Consumers love being able to upgrade their smartphones every two years with affordable, subsidized pricing. US$199 for a brand new iPhone? Sure, sign me up. Some carriers like Sprint even offer early upgrades after 18 months, all in an effort to keep subscriber churn to a minimum.
It's now been over six years since the iPhone first launched and AT&T these days isn't keen on subsidizing iPhones, and smartphones in general, indefinitely.
While speaking at an investor conference this week, CNET reports that AT&T CEO Randall Stephenson said that the current smartphone/subsidy business model isn't viable in the long term. This is exacerbated, Stephenson explained, by users who upgrade to the latest and greatest phone models as soon as possible. All the while, AT&T is shelling out upwards of $650 to make that latest and greatest smartphone available for a few hundred dollars less.
When you're growing the business initially you have to do aggressive device subsidies to get people on the network. But as you approach 90 percent penetration, you move into maintenance mode. That means more device upgrades. And the model has to change. You can't afford to subsidize devices like that.

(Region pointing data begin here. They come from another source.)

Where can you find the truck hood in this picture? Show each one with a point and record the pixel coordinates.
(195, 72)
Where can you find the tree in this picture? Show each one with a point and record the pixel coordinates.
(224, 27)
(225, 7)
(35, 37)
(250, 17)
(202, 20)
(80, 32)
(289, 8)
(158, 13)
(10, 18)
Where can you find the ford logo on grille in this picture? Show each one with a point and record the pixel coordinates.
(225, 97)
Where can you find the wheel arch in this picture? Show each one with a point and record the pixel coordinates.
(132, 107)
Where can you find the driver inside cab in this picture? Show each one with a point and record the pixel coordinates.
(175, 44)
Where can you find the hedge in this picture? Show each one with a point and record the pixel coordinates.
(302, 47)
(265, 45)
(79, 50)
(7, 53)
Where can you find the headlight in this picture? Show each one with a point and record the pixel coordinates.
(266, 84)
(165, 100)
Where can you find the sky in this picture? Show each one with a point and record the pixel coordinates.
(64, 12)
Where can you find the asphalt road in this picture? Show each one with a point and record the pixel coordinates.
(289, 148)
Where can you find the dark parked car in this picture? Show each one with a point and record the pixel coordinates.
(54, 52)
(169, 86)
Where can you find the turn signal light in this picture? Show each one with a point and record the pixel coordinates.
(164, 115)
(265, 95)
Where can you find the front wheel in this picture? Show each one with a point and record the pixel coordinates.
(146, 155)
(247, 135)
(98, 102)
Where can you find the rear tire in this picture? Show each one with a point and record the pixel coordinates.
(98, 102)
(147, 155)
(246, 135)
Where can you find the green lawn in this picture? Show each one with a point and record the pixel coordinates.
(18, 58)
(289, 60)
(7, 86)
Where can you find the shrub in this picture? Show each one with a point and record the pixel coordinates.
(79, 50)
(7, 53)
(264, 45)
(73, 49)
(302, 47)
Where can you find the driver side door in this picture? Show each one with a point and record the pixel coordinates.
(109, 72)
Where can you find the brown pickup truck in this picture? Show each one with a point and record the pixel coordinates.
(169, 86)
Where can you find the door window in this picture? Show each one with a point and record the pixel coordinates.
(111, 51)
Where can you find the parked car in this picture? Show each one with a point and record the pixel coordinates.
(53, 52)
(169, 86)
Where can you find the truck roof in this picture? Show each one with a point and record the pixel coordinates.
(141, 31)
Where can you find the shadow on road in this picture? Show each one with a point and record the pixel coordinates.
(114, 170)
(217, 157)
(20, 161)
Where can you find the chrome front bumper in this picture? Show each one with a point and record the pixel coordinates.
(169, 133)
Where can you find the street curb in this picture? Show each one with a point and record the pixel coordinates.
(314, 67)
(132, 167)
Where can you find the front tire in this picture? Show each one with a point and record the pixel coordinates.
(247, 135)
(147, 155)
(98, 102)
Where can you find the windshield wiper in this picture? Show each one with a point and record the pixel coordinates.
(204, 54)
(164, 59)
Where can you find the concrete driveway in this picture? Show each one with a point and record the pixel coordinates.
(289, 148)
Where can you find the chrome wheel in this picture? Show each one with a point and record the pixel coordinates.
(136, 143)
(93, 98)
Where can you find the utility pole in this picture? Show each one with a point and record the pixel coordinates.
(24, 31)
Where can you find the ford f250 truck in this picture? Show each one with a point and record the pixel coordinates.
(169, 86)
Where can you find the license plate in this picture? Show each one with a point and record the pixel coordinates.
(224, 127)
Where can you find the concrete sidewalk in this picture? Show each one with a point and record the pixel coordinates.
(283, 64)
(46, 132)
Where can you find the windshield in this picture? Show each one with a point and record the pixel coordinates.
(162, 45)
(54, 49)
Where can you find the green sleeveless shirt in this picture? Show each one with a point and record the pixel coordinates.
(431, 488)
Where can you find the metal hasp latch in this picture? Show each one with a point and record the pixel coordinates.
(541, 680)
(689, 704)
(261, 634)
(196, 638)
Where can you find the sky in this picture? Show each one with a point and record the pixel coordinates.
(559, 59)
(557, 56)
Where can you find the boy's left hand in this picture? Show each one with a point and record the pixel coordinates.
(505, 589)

This past July, AT&T introduced AT&T Next, a program whereby users who want a new smartphone or tablet every year can buy the device by paying for it in monthly installments. After 12 installments, users can then upgrade to yet another device and take on a new 12 month installment plan.
The smartphone era in the U.S has, by and large, been defined by subsidized pricing. Recently T-Mobile has moved away from that model and it now seems that AT&T wants to change things up as well.